Es decir, que le clavara el cuchillo en la garganta, hacia abajo, y le hurgara la herida hasta verlo morir.
En condiciones también muy crueles —si es que se puede agregar mayor crueldad a un degüello— fue muerto el coronel Santa Coloma, apenas terminó la batalla de Caseros.
No bien cayó prisionero, fue llevado a presencia del traidor Urquiza, quien ordenó secamente:
—Deguellenló por la nuca. Asi paga las que ha hecho.
No era faena fácil eso de degollar por la nuca. Había que cortar primero los músculos de la parte posterior del cuello, para abrir camino hasta la columna vertebral. Alli, con el filo del cuchillo, se buscaba una articulación de las vértebras para seccionar la columna y llegar luego a la garganta. Si el degollador le erraba a la articulación en los primeros intentos o se ponia nervioso, como el verdugo que, según Maurois, decapitó a María Estuardo, el trabajo se prolongaba. Lo más probable entonces, era que se decidiese a cortar en cualquier parte hachando a machetazos el espinazo. La sección de la médula abreviaba la agonía.

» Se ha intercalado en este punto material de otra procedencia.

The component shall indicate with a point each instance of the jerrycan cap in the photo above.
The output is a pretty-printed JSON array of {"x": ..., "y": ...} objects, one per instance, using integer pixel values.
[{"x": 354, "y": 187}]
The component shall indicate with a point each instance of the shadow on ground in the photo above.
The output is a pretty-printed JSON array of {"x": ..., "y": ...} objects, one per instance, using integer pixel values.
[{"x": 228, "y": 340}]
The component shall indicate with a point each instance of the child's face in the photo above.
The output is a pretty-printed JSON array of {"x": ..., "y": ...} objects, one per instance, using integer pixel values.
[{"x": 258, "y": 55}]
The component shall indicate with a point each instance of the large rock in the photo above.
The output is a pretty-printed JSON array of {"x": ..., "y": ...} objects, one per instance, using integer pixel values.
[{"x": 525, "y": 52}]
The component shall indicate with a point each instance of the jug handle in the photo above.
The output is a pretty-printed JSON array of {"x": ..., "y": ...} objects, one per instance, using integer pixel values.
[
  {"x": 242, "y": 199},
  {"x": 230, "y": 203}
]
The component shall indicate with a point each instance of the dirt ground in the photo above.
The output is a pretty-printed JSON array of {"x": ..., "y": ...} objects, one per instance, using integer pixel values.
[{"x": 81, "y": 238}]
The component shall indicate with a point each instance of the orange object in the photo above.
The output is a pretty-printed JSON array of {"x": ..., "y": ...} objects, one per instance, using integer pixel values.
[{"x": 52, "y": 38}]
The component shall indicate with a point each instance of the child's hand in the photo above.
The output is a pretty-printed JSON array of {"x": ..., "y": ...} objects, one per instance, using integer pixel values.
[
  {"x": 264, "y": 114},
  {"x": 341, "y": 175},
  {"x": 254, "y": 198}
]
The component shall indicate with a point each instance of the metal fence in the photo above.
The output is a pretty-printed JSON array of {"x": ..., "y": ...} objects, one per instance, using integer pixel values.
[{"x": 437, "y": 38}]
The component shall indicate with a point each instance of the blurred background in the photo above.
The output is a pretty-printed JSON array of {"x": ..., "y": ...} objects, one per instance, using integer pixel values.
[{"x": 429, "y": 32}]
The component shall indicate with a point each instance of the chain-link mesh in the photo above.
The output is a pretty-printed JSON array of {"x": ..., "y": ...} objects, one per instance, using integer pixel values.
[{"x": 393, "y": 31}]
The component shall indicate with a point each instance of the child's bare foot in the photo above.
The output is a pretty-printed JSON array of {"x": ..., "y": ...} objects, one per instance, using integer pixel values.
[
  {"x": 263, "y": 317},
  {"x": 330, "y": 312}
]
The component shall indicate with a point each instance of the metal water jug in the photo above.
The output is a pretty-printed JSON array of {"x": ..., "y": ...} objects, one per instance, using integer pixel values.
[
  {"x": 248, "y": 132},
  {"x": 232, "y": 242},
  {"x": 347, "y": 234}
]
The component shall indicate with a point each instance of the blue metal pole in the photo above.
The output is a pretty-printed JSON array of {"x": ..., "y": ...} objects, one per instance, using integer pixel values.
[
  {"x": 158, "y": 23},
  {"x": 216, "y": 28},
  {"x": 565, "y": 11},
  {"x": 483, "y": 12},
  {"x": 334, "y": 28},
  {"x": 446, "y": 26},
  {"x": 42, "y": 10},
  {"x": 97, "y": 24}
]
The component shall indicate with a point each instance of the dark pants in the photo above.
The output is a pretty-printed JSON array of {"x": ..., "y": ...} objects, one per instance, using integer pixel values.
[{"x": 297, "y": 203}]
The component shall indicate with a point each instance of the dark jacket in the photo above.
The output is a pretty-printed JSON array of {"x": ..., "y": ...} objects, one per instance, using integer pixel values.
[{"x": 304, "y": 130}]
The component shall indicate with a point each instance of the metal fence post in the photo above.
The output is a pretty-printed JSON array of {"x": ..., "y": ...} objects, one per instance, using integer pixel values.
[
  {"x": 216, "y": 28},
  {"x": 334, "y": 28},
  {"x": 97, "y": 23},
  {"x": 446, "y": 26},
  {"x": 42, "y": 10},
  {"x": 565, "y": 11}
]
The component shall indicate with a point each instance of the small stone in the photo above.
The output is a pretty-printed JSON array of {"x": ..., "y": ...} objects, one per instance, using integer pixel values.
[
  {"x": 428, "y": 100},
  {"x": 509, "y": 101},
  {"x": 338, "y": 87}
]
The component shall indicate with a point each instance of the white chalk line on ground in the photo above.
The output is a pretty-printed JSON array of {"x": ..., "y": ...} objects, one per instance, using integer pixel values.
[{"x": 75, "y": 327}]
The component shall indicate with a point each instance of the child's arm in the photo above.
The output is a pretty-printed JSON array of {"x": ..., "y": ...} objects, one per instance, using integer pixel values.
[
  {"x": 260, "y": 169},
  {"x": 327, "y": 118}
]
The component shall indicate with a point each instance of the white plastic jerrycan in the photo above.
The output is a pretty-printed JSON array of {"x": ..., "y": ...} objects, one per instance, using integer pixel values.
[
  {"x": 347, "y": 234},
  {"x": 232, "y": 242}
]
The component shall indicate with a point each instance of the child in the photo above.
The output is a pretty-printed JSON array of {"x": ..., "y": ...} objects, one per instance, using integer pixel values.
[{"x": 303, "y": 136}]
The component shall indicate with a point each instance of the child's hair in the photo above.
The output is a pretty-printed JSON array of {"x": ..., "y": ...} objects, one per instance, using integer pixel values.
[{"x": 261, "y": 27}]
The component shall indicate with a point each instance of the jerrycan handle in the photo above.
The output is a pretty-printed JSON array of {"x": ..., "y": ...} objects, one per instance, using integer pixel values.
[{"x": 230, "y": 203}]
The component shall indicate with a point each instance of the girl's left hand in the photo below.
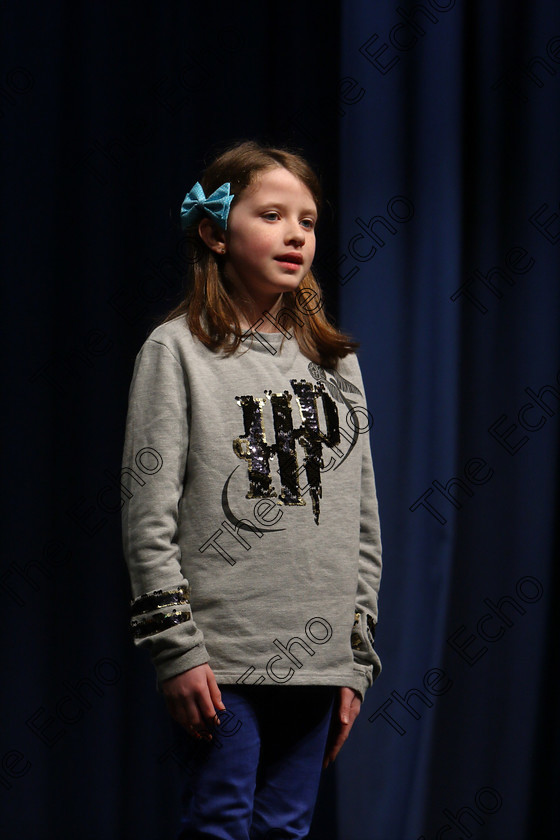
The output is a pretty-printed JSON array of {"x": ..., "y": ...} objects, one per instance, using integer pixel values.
[{"x": 344, "y": 714}]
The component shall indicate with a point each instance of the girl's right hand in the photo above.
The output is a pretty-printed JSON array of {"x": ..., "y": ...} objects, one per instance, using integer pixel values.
[{"x": 193, "y": 698}]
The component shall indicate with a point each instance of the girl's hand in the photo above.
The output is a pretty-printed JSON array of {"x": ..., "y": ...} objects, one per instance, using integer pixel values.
[
  {"x": 344, "y": 714},
  {"x": 193, "y": 698}
]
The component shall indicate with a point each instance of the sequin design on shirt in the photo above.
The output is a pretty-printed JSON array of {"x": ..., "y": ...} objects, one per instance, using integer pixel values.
[{"x": 254, "y": 448}]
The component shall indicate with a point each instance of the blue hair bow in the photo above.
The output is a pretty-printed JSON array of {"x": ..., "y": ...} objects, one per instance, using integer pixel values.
[{"x": 196, "y": 205}]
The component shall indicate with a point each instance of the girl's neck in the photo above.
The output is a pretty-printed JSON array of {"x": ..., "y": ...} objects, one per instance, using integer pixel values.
[{"x": 250, "y": 313}]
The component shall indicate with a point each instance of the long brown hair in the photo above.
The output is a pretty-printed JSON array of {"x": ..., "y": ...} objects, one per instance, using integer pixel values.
[{"x": 210, "y": 313}]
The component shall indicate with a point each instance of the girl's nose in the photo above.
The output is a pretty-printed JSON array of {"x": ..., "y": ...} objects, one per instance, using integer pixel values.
[{"x": 294, "y": 233}]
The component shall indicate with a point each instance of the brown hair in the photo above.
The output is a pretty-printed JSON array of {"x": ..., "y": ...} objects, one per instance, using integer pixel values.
[{"x": 207, "y": 306}]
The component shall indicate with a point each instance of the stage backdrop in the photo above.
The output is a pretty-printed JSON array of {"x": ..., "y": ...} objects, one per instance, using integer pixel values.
[
  {"x": 448, "y": 268},
  {"x": 434, "y": 127}
]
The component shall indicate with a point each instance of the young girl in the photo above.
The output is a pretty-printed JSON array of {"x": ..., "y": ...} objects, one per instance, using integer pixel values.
[{"x": 251, "y": 530}]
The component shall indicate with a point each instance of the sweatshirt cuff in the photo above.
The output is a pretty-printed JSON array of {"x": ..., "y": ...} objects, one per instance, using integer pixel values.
[
  {"x": 171, "y": 667},
  {"x": 361, "y": 679}
]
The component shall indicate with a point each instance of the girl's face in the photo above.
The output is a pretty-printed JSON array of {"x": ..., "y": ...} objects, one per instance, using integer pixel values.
[{"x": 270, "y": 236}]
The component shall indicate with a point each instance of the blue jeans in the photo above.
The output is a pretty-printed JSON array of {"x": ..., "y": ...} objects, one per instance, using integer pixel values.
[{"x": 258, "y": 779}]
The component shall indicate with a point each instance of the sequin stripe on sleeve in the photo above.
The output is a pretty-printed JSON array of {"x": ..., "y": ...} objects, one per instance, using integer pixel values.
[
  {"x": 357, "y": 638},
  {"x": 145, "y": 620}
]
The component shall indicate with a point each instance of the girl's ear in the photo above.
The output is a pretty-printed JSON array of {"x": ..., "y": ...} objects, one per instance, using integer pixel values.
[{"x": 211, "y": 234}]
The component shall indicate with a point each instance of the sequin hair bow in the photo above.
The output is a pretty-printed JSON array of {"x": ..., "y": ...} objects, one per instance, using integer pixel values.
[{"x": 196, "y": 205}]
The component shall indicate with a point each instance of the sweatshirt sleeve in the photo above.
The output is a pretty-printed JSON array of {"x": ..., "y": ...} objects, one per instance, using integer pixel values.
[
  {"x": 153, "y": 475},
  {"x": 367, "y": 665}
]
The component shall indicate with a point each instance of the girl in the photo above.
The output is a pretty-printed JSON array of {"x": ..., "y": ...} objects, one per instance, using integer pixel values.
[{"x": 251, "y": 529}]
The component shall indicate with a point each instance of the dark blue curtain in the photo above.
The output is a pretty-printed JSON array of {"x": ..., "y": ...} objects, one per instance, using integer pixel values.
[
  {"x": 448, "y": 270},
  {"x": 434, "y": 127}
]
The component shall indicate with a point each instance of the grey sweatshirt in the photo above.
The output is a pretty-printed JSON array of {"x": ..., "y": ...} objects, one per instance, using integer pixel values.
[{"x": 250, "y": 526}]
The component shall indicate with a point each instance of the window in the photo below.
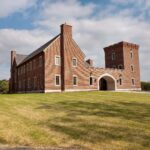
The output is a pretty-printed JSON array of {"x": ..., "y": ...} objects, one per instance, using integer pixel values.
[
  {"x": 40, "y": 61},
  {"x": 31, "y": 65},
  {"x": 113, "y": 56},
  {"x": 120, "y": 81},
  {"x": 132, "y": 68},
  {"x": 120, "y": 67},
  {"x": 74, "y": 62},
  {"x": 114, "y": 66},
  {"x": 133, "y": 82},
  {"x": 74, "y": 80},
  {"x": 28, "y": 83},
  {"x": 91, "y": 80},
  {"x": 131, "y": 53},
  {"x": 57, "y": 80},
  {"x": 57, "y": 60}
]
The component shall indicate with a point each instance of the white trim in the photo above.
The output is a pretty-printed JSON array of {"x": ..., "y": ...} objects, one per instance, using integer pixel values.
[
  {"x": 57, "y": 56},
  {"x": 106, "y": 75},
  {"x": 59, "y": 79},
  {"x": 76, "y": 80},
  {"x": 76, "y": 62}
]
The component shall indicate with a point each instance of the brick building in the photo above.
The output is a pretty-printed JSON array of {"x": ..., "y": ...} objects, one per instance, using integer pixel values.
[{"x": 59, "y": 65}]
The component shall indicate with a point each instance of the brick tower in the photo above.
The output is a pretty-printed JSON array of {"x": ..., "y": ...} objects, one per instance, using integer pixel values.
[{"x": 124, "y": 55}]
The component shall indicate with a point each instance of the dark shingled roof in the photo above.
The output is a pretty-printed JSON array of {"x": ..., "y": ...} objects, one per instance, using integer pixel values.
[
  {"x": 39, "y": 50},
  {"x": 20, "y": 58}
]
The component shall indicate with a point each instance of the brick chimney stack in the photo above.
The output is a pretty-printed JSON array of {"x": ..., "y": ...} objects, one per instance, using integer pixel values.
[{"x": 13, "y": 57}]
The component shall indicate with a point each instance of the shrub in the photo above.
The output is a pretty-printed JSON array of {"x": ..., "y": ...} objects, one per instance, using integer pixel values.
[{"x": 4, "y": 86}]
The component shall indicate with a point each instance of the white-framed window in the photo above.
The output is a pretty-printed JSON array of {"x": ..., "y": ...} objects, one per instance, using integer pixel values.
[
  {"x": 28, "y": 83},
  {"x": 120, "y": 81},
  {"x": 35, "y": 82},
  {"x": 132, "y": 68},
  {"x": 120, "y": 66},
  {"x": 131, "y": 54},
  {"x": 113, "y": 56},
  {"x": 75, "y": 80},
  {"x": 40, "y": 61},
  {"x": 57, "y": 80},
  {"x": 91, "y": 80},
  {"x": 74, "y": 62},
  {"x": 57, "y": 60},
  {"x": 114, "y": 66},
  {"x": 133, "y": 81},
  {"x": 31, "y": 65}
]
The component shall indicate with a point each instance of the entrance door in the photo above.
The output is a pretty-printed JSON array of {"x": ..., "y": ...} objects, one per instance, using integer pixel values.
[{"x": 103, "y": 84}]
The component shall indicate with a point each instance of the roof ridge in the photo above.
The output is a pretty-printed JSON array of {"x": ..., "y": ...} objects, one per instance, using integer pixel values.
[{"x": 39, "y": 50}]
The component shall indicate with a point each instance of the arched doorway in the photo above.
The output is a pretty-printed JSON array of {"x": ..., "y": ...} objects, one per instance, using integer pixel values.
[{"x": 106, "y": 82}]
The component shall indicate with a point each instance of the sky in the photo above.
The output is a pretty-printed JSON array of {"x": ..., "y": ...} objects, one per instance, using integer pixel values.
[{"x": 27, "y": 24}]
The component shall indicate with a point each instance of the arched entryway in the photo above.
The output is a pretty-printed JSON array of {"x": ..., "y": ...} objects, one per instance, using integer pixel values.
[{"x": 106, "y": 82}]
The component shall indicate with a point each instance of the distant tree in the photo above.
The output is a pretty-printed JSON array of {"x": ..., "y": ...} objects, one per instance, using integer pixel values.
[
  {"x": 4, "y": 86},
  {"x": 145, "y": 86}
]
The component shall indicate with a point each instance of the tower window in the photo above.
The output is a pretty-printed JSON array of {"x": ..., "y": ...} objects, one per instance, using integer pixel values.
[
  {"x": 74, "y": 80},
  {"x": 91, "y": 80},
  {"x": 120, "y": 67},
  {"x": 120, "y": 81},
  {"x": 74, "y": 62},
  {"x": 132, "y": 68},
  {"x": 57, "y": 60},
  {"x": 133, "y": 82},
  {"x": 113, "y": 56},
  {"x": 57, "y": 80}
]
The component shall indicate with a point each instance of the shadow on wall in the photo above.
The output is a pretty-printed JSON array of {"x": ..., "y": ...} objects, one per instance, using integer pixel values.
[{"x": 79, "y": 121}]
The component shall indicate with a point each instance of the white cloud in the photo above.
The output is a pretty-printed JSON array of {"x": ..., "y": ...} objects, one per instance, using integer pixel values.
[
  {"x": 91, "y": 32},
  {"x": 8, "y": 7}
]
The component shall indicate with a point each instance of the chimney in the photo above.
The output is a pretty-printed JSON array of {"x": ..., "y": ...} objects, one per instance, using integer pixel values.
[
  {"x": 90, "y": 62},
  {"x": 66, "y": 30}
]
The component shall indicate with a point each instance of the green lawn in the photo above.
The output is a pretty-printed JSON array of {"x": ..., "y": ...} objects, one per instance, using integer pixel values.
[{"x": 88, "y": 120}]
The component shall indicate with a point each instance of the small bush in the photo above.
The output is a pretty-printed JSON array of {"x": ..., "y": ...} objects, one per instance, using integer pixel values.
[
  {"x": 4, "y": 86},
  {"x": 145, "y": 86}
]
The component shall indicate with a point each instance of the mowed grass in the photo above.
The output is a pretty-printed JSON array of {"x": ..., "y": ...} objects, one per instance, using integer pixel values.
[{"x": 87, "y": 120}]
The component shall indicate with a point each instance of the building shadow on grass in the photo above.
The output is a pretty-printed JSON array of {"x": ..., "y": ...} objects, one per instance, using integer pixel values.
[{"x": 76, "y": 122}]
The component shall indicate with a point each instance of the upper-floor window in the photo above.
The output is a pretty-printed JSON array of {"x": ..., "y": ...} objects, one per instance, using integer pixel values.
[
  {"x": 120, "y": 81},
  {"x": 30, "y": 65},
  {"x": 75, "y": 80},
  {"x": 91, "y": 80},
  {"x": 57, "y": 80},
  {"x": 40, "y": 61},
  {"x": 57, "y": 60},
  {"x": 74, "y": 62},
  {"x": 131, "y": 54},
  {"x": 120, "y": 67},
  {"x": 113, "y": 56},
  {"x": 132, "y": 68},
  {"x": 133, "y": 81}
]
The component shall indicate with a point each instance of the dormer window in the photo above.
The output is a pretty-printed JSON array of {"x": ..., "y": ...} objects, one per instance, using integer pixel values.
[
  {"x": 74, "y": 62},
  {"x": 57, "y": 60},
  {"x": 113, "y": 56}
]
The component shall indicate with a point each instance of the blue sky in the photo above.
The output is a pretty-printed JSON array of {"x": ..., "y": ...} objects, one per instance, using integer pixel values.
[{"x": 27, "y": 24}]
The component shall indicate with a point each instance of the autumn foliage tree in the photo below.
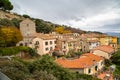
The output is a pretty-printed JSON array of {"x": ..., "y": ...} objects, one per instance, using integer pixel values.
[
  {"x": 6, "y": 5},
  {"x": 9, "y": 36}
]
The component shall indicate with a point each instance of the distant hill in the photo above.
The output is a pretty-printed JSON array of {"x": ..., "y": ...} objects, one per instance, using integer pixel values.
[
  {"x": 113, "y": 34},
  {"x": 42, "y": 23}
]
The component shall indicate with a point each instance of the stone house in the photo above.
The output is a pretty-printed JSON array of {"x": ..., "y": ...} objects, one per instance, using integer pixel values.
[{"x": 88, "y": 63}]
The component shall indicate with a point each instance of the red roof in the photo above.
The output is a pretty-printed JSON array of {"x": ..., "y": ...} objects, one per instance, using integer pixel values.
[{"x": 105, "y": 48}]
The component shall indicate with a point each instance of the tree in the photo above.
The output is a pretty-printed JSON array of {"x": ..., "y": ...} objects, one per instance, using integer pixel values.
[
  {"x": 26, "y": 16},
  {"x": 16, "y": 22},
  {"x": 9, "y": 36},
  {"x": 6, "y": 5}
]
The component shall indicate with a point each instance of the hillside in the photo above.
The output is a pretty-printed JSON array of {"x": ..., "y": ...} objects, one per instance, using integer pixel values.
[{"x": 41, "y": 25}]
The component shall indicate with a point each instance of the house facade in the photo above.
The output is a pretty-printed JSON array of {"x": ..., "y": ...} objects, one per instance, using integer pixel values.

En su historia de Corrientes, el doctor Florencio Mantilla relata las alternativas del degüello de Pago Largo, de acuerdo a lo que le refiriera un testigo. Dice que alinearon a los prisioneros y los fueron contando. Cada diez sacaban uno y lo degollaban. Cuando llegaron al otro extremo, comenzaron de nuevo en sentido Inverso. La oficialidad de las fuerzas entrerrianas presenciaba el espectáculo, festejando lo que le causaba gracia. También andaba entreverado el mayor Calventos, quien se paseaba sobando cuidadosamente una lonja de, piel fresca:
-Esta se la saqué del lomo a Berón de Astrada.. .
Se dice que con ella fabricó una manea que mandó a Rosas.
En el cuadro de Quirós los degollados aparece con las manos atadas a la espalda y los pies también amagados. Asi se los degollaba más fácil, pues los prisioneros —sobre todo si eran de agallas se defendían como podían.
Por ejemplo, el valiente coronel Chllavert, que murió atacando a sus verdugos a puñetazos y puntapiés, había sido jefe de la artillería rosista en Caseros. Pero Chllavert se resistió por un motivo distinto; Urquiza quiso hacerlo fusilar por la espalda. Cayó acribillado a bayonetazos, golpes de sable y culatazos. Pero no le dio a Urquiza, el gran traidor, el gusto de que lo vieran morir como un traidor, que nunca lo había sido y menos a su Patria. Todo lo que se acaba de relatar causa horror y no es para menos. Pero ello no ha sido algo exclusivo de los argentinos y menos de “los tiempos del rosismo”. Tampoco nuestros comandantes de campaña eran tan refinados cómo para inventar suplicios como los que los hombres de toga mandaron aplicar a Tupac Amarú, condenándolo a ser descuartizado atando sus miembros a cuatro caballos, mientras mandaron cortar la lengua y después degollar a su esposa, sus hijitos y todos los parientes más o menos cercanos. El caballero don Martín de Alzaga, héroe durante las Invasiones Inglesas, mandó aplicar tormento a un pobre infeliz acusado de difundir noticias de la Revolución Francesa. Rodeado de toda la aparatosidad legal y procesal de circunstancias, el verdugo le amarró las manos y le fue introduciendo cuñas de hierro debajo de cada uña. La sesión indagatoria se repitió dos veces. En la primera se le destrozaron las uñas de los dedos de una mano; en la segunda se le mutiló la otra. Encima resultó que el pobre prójimo era inocente.
El ambiente en que se vivió durante el siglo pasado en nuestro país bien pudo producir gente insensible y bárbara. Pero de alguna pasta muy buena debe estar amasado el espíritu de nuestro pueblo cuando, a pesar de ello, jamás permitió un linchamiento ni acepta la pena de muerte y ni siquiera admite que se realicen corridas de toros... No deja de ser alentador este largo camino recorrido por los argentinos desde la frecuentación de esos degüellos que hemos relatado y el respeto por la vida ajena que actualmente forma parte de nuestra modalidad nacional.